I have a Solaris sparc (64-bit) server, which has 16 GB of memory. There are a lot of small Java processes running on it, but today I got the "Could not reserve enough space for object heap" error when trying to launch a new one. I was surprised, since there was still more than 4GB free on the server. The new process was able to successfully launch after some of the other processes were shut down; the system had definitely hit a ceiling of some kind.
After searching the web for an explanation, I began to wonder if it was somehow related to the fact that I'm using the 32-bit JVM (none of the java processes on this server require very much memory).
I believe the default max memory pool is 64MB, and I was running close to 64 of these processes. So that would be 4GB all told ... right at the 32-bit limit. But I don't understand why or how any of these processes would be affected by the others. If I'm right, then in order to run more of these processes I'll either have to tune the max heap to be lower than the default, or else switch to using the 64-bit JVM (which may mean raising the max heap to be higher than the default for these processes). I'm not opposed to either of these, but I don't want to waste time and it's still a shot in the dark right now.
Can anyone explain why it might work this way? Or am I completely mistaken?
If I am right about the explanation, then there is probably documentation on this: I'd very much like to find it. (I'm running Sun's JDK 6 update 17 if that matters.)
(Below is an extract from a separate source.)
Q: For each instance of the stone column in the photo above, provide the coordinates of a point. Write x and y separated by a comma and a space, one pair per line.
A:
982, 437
Edit: I was completely mistaken. The answers below confirmed my gut instinct that there's no reason why I shouldn't be able to run as many JVMs as I can hold. A little while later I got an error on the same server trying to run a non-java process: "fork: not enough space". So there's some other limit I'm encountering that is not java-specific. I'll have to figure out what it is (no, it's not swap space). Over to serverfault I go, most likely.